Michel Pastoureau est un grand spécialiste de l’histoire symbolique du Moyen Age. Il a fait de nombreux ouvrages, dont une série sur les couleurs : du bleu au jaune.

Aujourd’hui, la conférence porte sur ses premières amoures chromatiques : le bleu d’Italie.

Le thème du festival est l’Italie, le sujet de la conférence joint la couleur et l’Italie : en effet, l’Italie entretient avec la couleur bleue des rapports ambivalents et ambiguës. L’histoire du bleu en Italie, c’est l’histoire d’une promotion : dans l’Antiquité les Romains détestent le bleu, aujourd’hui c’est la couleur préférée des Italiens dans les sondages. En fait, c’est une histoire compliquée.

Quelques dossiers et quelques problèmes

En Rome Antique

Personne ne s’habille en bleu, surtout sous la République, ce serait transgressif. En effet, c’est la couleur des barbares, des germains. Aussi, le rouge et le jaune sont des couleurs faciles à faire chez teinturiers Romain. Teindre en bleu ou vert est difficile pour Romains.

 Au IIIe siècle, des teinturiers germains s’installent dans l’empire : cela lance une mode de bleu et vert.

Avoir les yeux bleus dans l’Antiquité, c’est dévalorisant : c’est ridicule pour les hommes, et pour les femmes, cela est symbole d’une mauvaise vie. Le bleu est très négatif. D’après les témoignages, notamment au théâtre, le germain est obèse, il a les cheveux frisés et roux, il a les yeux bleus, il est rouge de teint … c’est la totale.
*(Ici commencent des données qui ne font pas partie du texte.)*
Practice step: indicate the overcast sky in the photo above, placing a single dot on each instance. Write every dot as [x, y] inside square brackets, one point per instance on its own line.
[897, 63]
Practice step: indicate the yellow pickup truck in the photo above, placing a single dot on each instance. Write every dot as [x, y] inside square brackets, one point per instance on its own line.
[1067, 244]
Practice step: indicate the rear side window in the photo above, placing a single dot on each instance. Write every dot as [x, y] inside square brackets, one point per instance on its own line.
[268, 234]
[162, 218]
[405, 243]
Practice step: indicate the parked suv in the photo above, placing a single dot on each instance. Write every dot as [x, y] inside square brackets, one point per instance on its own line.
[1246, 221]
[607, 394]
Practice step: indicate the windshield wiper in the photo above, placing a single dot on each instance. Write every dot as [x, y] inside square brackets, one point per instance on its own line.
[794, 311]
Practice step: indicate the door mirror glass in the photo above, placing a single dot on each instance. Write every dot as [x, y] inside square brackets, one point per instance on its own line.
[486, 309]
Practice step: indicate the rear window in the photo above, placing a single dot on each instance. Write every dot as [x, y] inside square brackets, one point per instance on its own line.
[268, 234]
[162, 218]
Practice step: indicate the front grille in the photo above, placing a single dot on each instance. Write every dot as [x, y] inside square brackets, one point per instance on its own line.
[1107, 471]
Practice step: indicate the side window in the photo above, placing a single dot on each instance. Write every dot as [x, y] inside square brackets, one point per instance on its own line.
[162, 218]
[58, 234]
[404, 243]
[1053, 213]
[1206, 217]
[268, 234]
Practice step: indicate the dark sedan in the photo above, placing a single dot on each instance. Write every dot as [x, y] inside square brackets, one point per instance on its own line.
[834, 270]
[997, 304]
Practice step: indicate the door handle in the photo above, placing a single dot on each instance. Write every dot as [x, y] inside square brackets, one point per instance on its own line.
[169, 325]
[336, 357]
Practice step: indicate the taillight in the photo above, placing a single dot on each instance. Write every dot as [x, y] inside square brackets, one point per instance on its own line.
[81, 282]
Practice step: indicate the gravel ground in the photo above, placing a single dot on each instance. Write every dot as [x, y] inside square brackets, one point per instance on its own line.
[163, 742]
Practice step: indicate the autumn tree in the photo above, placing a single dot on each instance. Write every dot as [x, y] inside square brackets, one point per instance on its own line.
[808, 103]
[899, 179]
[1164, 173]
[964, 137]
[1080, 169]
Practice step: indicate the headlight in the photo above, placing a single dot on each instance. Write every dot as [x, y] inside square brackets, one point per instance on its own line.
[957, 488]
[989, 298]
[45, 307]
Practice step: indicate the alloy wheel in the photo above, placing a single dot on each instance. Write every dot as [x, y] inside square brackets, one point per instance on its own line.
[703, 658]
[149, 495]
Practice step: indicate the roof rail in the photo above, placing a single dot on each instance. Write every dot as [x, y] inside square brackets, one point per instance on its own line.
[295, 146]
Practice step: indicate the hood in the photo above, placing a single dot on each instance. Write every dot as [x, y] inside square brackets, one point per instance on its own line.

Il y a des changements sous l’Empire, sous l’influence des matrones romaines qui aimeraient plus de diversité dans les vêtements : des modes orientales et « barbares » apparaissent dans les vêtements des femmes : bleu, vert et violet, au scandale des moralistes. Pline l’Ancien (réactionnaire) est horrifié : « colores floridi » : des couleurs frivoles.

Au IIIe siècle après J.-C., les modes orientales et germaniques s’imposent dans le vêtement féminin, puis au IVe dans le vêtement masculin : la toge n’est plus seulement blanche, on trouve même des toges bleues.

La méfiance par rapport au bleu se voit dans le lexique. Dire bleu en latin est un exercice difficile : il y a beaucoup de mots, tous imprécis et instables. Ceruleus est le principal mot pour bleu : il évoque la couleur de la cire, l’idée de pâleur « ceruleus ». D’autres mots sont utilisés (tels que indigos …), mais il n’y a pas de terme de base. Quand les langues romanes créent leurs mots de couleurs, le latin ne fournit rien pour le bleu et le jaune. Les termes germanique et arabe s’imposent : blau ; azur.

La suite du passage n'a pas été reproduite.